The first time I met Natnael, a very decent, vibrant and collected virtual friend of mine and one of the Zone9 bloggers currently in jail, I was ready to subdue his emotion for a moment and urge him to reappraise his view or at least understand my desperation, if asked to contribute my part and be part of their bloghood, a collective of nine people armed with utmost energy, creativity and uplifting curiosity. I refrained to join them or frankly speaking I was frightened to be part in experiment of failure with inevitable consequence. Zone9 is a prominent and, I assume, pioneer in bringing collective blog with a reflective motto "we blog because we care" about us. It was also a groundbreaking experiment in that the blog has been aided by reality checks to protect readers from cyber delusion.
In addition to publishing well-articulated socio economic and political concerns on their official blog site and social media pages, particularly facebook and twitter, they have carried out three consecutive online campaigns (on fb and twitter marathon) that received overwhelming applaud. What could come next was pretty much predictable.
On April 25 and 26, six of the nine bloggers and three other journalists arrested; and those who escaped the tragedy too accused of terrorism. Understandably the blog is now shifting gradually its contents from socioeconomic and political platform to a medium dedicated to update court trials and uploading and publishing documents related to Zone9 more accessible. Where it’s heading? Well, like mountains of similar experiments conducted before, Zone9 is ceasing steadily. What is left?

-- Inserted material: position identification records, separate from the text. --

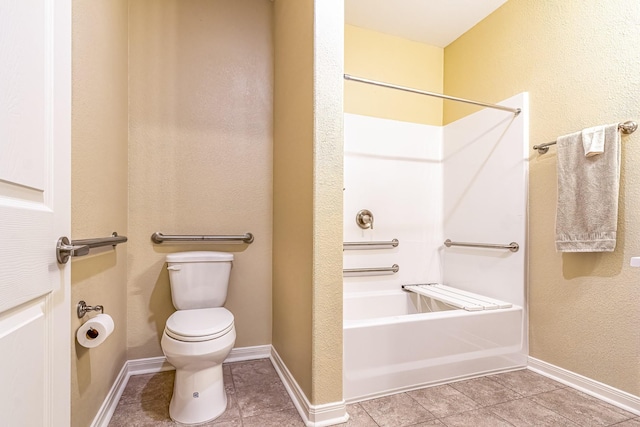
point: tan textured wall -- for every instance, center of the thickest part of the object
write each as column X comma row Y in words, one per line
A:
column 200, row 154
column 395, row 60
column 293, row 216
column 307, row 201
column 98, row 193
column 327, row 201
column 579, row 62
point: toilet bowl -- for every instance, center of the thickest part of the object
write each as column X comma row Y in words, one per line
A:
column 199, row 336
column 198, row 391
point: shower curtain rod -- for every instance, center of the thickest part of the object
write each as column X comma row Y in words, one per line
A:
column 515, row 111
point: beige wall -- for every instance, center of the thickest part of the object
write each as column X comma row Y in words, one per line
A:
column 579, row 62
column 200, row 154
column 293, row 187
column 99, row 192
column 307, row 199
column 395, row 60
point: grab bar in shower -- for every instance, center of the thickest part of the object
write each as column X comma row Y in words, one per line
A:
column 356, row 245
column 513, row 246
column 158, row 237
column 393, row 269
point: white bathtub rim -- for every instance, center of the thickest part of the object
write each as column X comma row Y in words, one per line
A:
column 416, row 317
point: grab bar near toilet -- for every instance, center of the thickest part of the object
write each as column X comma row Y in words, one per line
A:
column 158, row 237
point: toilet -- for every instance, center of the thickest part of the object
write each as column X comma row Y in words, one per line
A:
column 199, row 336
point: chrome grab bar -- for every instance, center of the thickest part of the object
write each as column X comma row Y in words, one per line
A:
column 513, row 246
column 158, row 237
column 393, row 269
column 65, row 249
column 350, row 245
column 102, row 241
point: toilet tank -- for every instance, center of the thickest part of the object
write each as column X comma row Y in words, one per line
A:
column 199, row 279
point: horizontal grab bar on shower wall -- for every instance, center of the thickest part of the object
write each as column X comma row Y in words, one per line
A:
column 356, row 245
column 513, row 246
column 158, row 237
column 393, row 269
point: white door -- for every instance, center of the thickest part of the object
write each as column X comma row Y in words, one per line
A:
column 35, row 308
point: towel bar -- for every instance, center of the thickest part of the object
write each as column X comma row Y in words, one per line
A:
column 513, row 246
column 626, row 128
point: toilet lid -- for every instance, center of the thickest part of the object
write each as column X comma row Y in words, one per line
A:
column 200, row 324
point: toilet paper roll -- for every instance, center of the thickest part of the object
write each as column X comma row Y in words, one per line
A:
column 94, row 331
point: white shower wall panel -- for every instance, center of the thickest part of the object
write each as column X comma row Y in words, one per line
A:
column 485, row 158
column 394, row 170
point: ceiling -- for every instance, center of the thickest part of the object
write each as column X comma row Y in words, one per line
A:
column 435, row 22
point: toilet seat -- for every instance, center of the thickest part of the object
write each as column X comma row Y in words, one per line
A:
column 203, row 324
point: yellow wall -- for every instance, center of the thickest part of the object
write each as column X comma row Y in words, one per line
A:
column 307, row 195
column 99, row 193
column 377, row 56
column 579, row 62
column 200, row 154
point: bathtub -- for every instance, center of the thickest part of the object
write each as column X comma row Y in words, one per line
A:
column 396, row 340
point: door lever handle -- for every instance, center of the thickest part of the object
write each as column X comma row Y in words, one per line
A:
column 65, row 250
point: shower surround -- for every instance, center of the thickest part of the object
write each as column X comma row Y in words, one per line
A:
column 466, row 181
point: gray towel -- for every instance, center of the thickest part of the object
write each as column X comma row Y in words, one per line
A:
column 587, row 211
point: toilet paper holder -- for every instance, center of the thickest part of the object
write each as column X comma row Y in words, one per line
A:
column 83, row 308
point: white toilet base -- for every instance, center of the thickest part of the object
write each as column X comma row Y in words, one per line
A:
column 198, row 396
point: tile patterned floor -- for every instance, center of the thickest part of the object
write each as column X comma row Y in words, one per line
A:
column 257, row 398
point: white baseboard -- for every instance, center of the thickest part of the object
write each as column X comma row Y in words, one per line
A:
column 619, row 398
column 159, row 364
column 249, row 353
column 313, row 415
column 108, row 407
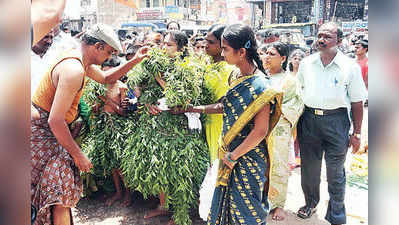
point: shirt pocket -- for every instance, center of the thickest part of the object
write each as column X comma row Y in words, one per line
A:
column 338, row 85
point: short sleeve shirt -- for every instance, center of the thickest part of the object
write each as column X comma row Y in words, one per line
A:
column 333, row 86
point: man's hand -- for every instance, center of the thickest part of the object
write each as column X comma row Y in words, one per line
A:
column 354, row 142
column 227, row 162
column 82, row 162
column 125, row 103
column 153, row 109
column 179, row 110
column 142, row 53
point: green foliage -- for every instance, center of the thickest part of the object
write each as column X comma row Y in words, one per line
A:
column 105, row 143
column 162, row 155
column 91, row 92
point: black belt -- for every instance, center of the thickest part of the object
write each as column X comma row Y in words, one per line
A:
column 325, row 112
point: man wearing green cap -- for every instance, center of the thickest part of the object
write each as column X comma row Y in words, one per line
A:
column 56, row 159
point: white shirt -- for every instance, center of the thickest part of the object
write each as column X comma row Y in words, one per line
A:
column 334, row 86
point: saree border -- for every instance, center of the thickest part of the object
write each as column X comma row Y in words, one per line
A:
column 254, row 107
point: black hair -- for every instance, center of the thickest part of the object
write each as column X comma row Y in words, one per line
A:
column 364, row 43
column 112, row 62
column 167, row 25
column 132, row 49
column 340, row 34
column 282, row 49
column 181, row 40
column 74, row 32
column 242, row 36
column 89, row 40
column 217, row 31
column 296, row 52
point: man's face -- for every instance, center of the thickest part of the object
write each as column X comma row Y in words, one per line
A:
column 327, row 38
column 170, row 46
column 359, row 50
column 173, row 26
column 103, row 52
column 157, row 39
column 43, row 45
column 200, row 46
column 212, row 46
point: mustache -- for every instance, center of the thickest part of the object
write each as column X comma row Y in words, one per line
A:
column 322, row 44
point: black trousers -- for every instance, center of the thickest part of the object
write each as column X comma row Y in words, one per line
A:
column 329, row 135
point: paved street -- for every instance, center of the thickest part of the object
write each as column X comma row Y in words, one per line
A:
column 94, row 211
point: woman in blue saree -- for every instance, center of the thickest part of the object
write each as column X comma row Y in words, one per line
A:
column 250, row 109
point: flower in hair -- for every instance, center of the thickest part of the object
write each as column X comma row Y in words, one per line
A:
column 248, row 44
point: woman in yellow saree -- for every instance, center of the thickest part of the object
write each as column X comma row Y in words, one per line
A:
column 250, row 110
column 216, row 80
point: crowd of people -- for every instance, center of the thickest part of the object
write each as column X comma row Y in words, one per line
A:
column 272, row 104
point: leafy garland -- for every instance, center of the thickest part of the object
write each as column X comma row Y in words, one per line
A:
column 163, row 155
column 106, row 141
column 91, row 92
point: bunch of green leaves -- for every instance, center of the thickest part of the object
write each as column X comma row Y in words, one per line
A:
column 106, row 141
column 91, row 92
column 163, row 156
column 143, row 75
column 184, row 82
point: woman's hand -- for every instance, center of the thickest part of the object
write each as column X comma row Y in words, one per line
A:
column 180, row 110
column 82, row 162
column 142, row 53
column 228, row 160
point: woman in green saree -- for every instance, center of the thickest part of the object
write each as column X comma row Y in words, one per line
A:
column 280, row 141
column 250, row 110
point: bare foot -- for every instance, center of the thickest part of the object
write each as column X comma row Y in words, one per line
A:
column 127, row 200
column 278, row 214
column 156, row 212
column 171, row 222
column 113, row 199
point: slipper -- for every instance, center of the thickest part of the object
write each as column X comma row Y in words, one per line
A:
column 306, row 212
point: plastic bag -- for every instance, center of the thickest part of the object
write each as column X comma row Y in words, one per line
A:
column 207, row 189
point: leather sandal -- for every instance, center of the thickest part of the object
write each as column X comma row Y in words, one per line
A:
column 306, row 212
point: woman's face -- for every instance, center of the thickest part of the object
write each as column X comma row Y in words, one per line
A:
column 295, row 61
column 231, row 55
column 272, row 60
column 170, row 46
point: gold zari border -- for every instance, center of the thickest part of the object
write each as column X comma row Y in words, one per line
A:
column 253, row 108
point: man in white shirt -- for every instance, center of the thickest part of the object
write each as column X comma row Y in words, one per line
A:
column 333, row 92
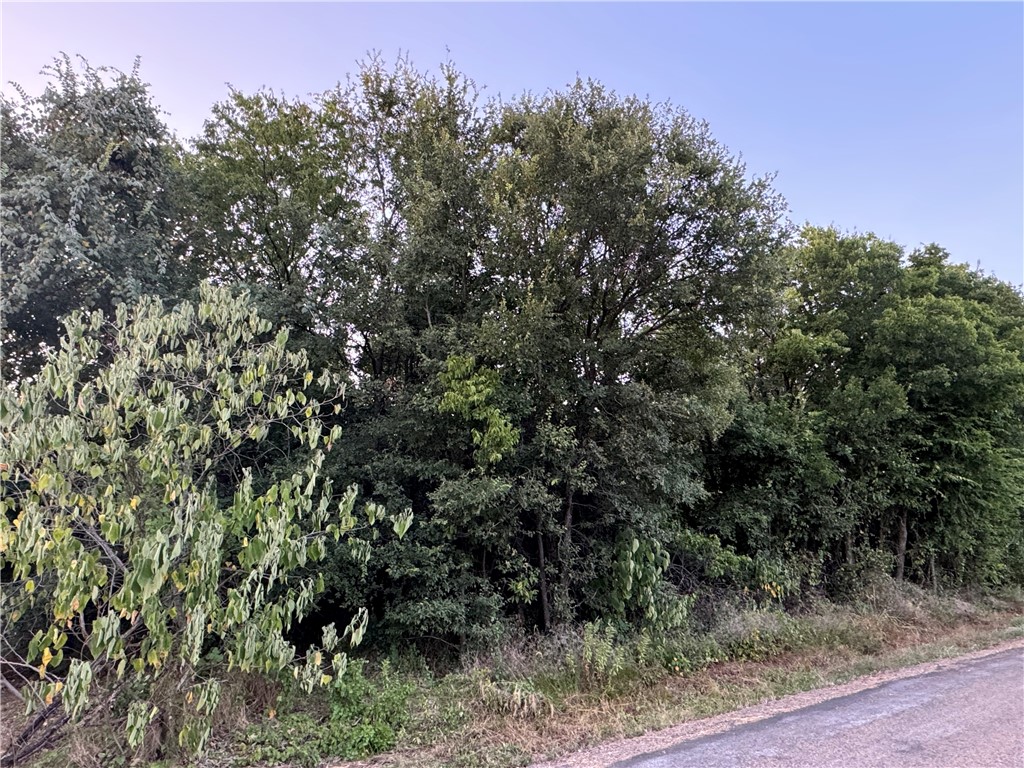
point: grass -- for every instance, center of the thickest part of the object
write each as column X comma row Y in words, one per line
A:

Before arrested, I met Natnael in person. He is exceptionally tall, good looking and friendly young man. Agreed to have spicy kuanta-firfir, Ethiopian cousin- dried stripe of beef cooked with spicy sauce and assorted with injera (Ethiopian pancake) followed by macchiato for dessert in a moderately cozy café & restaurant. After spending quality time on so much interesting talks randomly, jumping from about life, business, education, cost of living, girls, and to some of our common virtual friends and of course our common favorite Addis Neger, he went off on a tangent and asked me if I can join zone9 blog. I celebrated the continuity of failure doesn’t mean I had the orientation to contribute. I was admirer of the braves, not the one. I had no the courage to take part and fail.

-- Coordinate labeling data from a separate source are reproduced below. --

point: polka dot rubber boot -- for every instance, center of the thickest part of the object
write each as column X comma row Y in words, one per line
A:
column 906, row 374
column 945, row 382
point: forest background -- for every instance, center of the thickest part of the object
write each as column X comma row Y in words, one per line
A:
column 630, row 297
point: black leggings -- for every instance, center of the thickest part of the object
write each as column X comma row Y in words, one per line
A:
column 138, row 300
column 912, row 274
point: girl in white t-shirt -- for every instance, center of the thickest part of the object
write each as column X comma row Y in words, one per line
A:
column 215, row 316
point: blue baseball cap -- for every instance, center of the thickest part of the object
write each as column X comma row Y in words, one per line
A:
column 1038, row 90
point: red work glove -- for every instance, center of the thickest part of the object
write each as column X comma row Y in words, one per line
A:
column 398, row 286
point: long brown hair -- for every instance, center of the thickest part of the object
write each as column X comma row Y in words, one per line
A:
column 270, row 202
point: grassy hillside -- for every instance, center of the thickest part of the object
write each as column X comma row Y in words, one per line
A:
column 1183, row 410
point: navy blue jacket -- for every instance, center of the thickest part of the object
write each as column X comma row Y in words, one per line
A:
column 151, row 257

I was indebted to the braves mainly because I had implicit remorse manifested after termination of Addis Neger when all my ignorance vaporized and left naked, demeaning those braves based on farfetched conception of institution was inexcusable mistake. I have always been on the safest frontier of history and always wanted to be. Devoid of inspiration, I asked myself: If the last twenty years of journalistic experiments were all short and sad, where was the inspiration emanated from for one like Natnael and his friends when the entire legacy is misery? I was puzzling the paradox while processing what to respond to Natnael. Quivering my hands up and down, I strived to articulate my concern and varnish my mambo-jumbo to disguise my weakness. Started briefing him with counting people forgotten in prisons, reminded him countless nameless suffering in gulag, how the authoritarian party politics is engulfing the land and made freedom of speech impossible, how every single nonpartisan journalistic experiments destined to disappear or compromise its very principles, … and so much excuses [in fact facts]. He was silently nodding his head. Doesn’t it mean I had convinced him? Before he got packed up in a minivan and drove home, he posed and explained me his deep concern.

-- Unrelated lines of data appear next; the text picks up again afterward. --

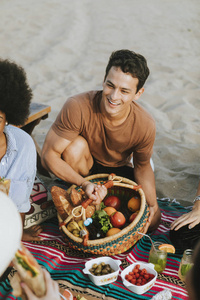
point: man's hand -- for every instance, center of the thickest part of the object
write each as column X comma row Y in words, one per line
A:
column 52, row 292
column 94, row 192
column 153, row 219
column 192, row 218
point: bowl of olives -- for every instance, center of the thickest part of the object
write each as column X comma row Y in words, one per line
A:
column 102, row 270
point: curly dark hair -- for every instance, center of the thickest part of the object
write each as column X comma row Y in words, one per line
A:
column 15, row 93
column 129, row 62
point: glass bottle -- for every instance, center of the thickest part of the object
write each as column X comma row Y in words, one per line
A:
column 185, row 264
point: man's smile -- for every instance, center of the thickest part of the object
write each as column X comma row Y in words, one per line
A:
column 113, row 103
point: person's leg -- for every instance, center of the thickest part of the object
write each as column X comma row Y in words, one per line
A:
column 78, row 156
column 185, row 238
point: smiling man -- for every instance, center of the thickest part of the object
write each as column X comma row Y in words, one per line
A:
column 105, row 131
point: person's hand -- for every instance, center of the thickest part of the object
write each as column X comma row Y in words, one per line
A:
column 153, row 219
column 192, row 218
column 94, row 192
column 52, row 292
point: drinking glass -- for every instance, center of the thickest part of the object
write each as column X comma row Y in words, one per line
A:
column 158, row 257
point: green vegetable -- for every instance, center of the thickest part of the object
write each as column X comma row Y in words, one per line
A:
column 185, row 268
column 25, row 265
column 103, row 218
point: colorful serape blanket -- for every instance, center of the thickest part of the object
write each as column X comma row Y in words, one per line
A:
column 65, row 265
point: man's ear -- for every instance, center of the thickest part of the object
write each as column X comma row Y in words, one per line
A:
column 139, row 93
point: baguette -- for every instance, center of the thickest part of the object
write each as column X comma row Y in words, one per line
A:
column 4, row 185
column 61, row 200
column 29, row 271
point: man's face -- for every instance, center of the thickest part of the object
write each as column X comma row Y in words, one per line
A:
column 119, row 90
column 2, row 122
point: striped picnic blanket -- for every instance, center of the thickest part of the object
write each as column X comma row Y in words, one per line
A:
column 65, row 265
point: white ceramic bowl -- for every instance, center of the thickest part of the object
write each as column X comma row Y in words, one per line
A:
column 103, row 279
column 142, row 288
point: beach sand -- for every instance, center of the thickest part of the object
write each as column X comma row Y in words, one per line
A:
column 64, row 47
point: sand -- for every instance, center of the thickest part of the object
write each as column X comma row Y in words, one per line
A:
column 64, row 47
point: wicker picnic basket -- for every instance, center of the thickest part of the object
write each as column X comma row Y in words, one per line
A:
column 121, row 241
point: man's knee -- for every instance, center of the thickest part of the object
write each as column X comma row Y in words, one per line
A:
column 78, row 156
column 76, row 150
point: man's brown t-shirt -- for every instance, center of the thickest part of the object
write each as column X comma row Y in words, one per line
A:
column 110, row 146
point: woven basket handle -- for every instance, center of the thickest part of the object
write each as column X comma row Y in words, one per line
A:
column 87, row 202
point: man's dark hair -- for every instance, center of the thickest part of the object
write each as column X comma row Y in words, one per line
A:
column 15, row 93
column 129, row 62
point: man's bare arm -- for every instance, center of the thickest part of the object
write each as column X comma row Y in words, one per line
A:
column 51, row 159
column 144, row 175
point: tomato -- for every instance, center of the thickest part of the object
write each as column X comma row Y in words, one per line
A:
column 113, row 201
column 112, row 231
column 109, row 210
column 134, row 204
column 117, row 219
column 132, row 217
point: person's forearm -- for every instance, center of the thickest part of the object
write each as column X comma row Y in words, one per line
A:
column 61, row 169
column 198, row 190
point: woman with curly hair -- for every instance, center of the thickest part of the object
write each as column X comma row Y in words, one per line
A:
column 17, row 149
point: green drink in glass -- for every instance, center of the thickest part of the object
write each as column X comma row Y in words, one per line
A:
column 158, row 257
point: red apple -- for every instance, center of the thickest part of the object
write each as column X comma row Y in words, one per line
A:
column 133, row 216
column 117, row 219
column 112, row 201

“Tamrat, I do agree with everything you said” he calmly noted me. “But what would we tell our children for living shoddier?” He left me broken. So much noise I made, yet, he had all the truth which I never thought of for a moment. I was puzzled for long with figuring out how chain of failed experiments in face of intolerable landscape could deliver inspiration for guys like Natnael to try one. Nati with disarming moral integrity decoded me the puzzle, the glue behind chains of failures. It ain’t inspiration; it was burning desire to see a better place and legacy to leave for generations to come. Natnael Feleke, Wish you back home so soon.